Feeling perfectly secure, he soon fell asleep beside his comrade, but his slumber was uneasy; he awoke from a fearful nightmare shaking as if with fever and tossing an armful of dry wood on the dying fire, he squatted near it. Suddenly, from a tree above his head, an owl uttered its mournful cry and so frazzled were the man’s nerves that he jumped and yelled in alarm. Drowsily the red-bearded fellow opened his eyes, mumbled an oath when the other confusedly tried to explain and was soon snoring again. Ashamed of his fright at the owl, the leader threw himself down and closed his eyes, blaming his own foolishness. But though the monotonous chirping of insects and the soft gurgle of the water lulled and soothed, he found himself still straining his ears for any unusual sound and was as nervous as ever.

Once he thought he heard the sound of a cautious footstep and instantly he sprang up, cocked pistol in hand and peered anxiously into the shadows. For a brief instant he seemed to glimpse a moving, shapeless form and raising his weapon he was about to fire, but his hand shook and trembled so he could not aim. Before he could steady himself by an almost superhuman effort, there was nothing to be seen but the dark sluggishly flowing creek and the ghostly outlines of the trees.

But sleep was out of the question. For hour after hour he sat wide awake and with every sense alert until the gray dawn broke and the shadows of the night gave way to the faint morning light. Rising, he stepped towards the canoe and as he crossed the narrow strip of muddy shore between the water’s edge and the fire he halted in his tracks, staring with unbelieving eyes at the ground. Plainly visible in the oozy soil were the imprints of naked human feet!

Some one had been there in the darkness! Some one had crept about the camp, and with fears once more aroused, but with murder in his heart, the fellow cocked his pistol and hurriedly strode about the islet. But there was no sign of a human being. No boat, no mark of a canoe having been drawn ashore; only those footprints near the fire, footprints which came from nowhere and led nowhere. As far as appearances went the being who made them might have dropped from the sky and afterwards have taken flight on wings.

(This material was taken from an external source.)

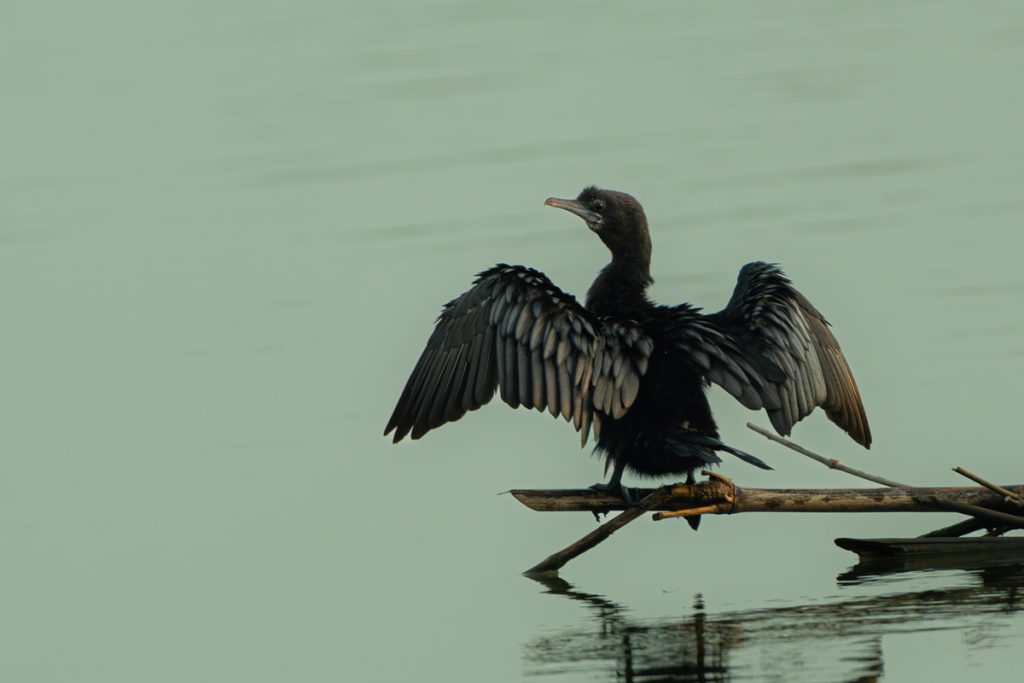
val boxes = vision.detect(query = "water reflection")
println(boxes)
[524,562,1024,682]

All of the man’s superstitions were now aroused and regardless of his companion’s possible sneers and scoffings, he shook the slumbering red-bearded fellow awake and showed him the footprints. But the burly rascal gave little heed to them, declaring they were merely footprints of some Indian and might have been there for days. Swearing vociferously that he didn’t see what there was about an Indian’s track to cause worry anyway, he vowed that he for one would be glad to run across an Indian or an Indian village in order to get food, for unless they gained the river and managed to secure provisions they would be facing starvation as there were barely two days’ rations remaining.

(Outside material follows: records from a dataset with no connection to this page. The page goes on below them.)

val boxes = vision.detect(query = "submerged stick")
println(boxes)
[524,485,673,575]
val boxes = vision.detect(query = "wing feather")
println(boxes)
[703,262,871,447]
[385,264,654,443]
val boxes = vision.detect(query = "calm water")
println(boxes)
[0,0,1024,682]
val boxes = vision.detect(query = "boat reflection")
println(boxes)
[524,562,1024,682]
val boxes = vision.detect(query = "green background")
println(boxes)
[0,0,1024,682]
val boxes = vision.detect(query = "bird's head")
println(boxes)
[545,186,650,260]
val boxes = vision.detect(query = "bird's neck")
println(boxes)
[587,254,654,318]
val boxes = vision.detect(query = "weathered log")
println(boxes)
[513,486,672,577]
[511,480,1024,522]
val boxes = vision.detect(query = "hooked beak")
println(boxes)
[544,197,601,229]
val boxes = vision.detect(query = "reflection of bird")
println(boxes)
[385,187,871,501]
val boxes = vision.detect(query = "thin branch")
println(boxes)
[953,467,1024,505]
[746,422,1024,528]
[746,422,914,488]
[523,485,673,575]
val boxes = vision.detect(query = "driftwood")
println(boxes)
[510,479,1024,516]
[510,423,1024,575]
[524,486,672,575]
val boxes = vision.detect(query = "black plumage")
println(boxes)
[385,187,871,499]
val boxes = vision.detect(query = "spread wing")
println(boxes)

But even with this very real and pressing danger confronting them, the memory of the mysterious footprints were uppermost in the leader’s mind. He was brave enough in the face of real danger; as long as tangible enemies were to be met he had nerves of steel, and he had never quailed when peril threatened. But this nerve-wracking, haunting fear of an unknown, invisible something was beyond his control and somehow he could not avoid connecting the terrible wailing cry he had heard with the strange footprints on the island. And then, just before noon, the creek widened and, through the trees ahead, the broad river came into view and a great weight seemed lifted from his mind as the dismal creek was left behind.

Just below the mouth of the creek they stopped for their midday rest on a jutting, wooded point. The meal over, the red-bearded man yawned prodigiously, vowed he was going to have a nap before going farther and lighting his pipe, threw himself down in the shade of a tree. The other, all his fears flown, now they were on the big river and with the bright sunshine all about, remarked that he would wander off in the hope of finding game and filling the magazine of his pistol with cartridges, he fastened the canoe securely, and puffing contentedly at his pipe strolled up the bank into the forest.

There was little undergrowth, the huge trees, with their outjutting roots and their drapery of trailing vines and lianas, stood well apart and treading softly and glancing here and there, the man walked among the trees with pistol cocked and ready.

From the lofty branches bits of falling fruit and nuts told of birds or other creatures feeding among the leaves; the hoarse yelping of toucans sounded from the foliage; occasionally, a macaw uttered its raucous scream and unseen parrots screeched and squawked. Once too, a troop of great, red, howling monkeys crashed off through the tree tops, leaping from branch to branch and uttering hoarse barks of protest at the intruder. But no creature appeared within pistol shot and at last, thoroughly disgusted and realizing that he and his comrade were wasting valuable time and should be on their way, he turned about and started to retrace his steps towards the river.

The next moment he halted in his tracks, shaking with nameless terror. His thin-lipped cruel mouth gaped, the ever present monocle dropped unnoticed from his eye, the hand that grasped his weapon trembled, for once again that awful, blood curdling scream had echoed through the jungle.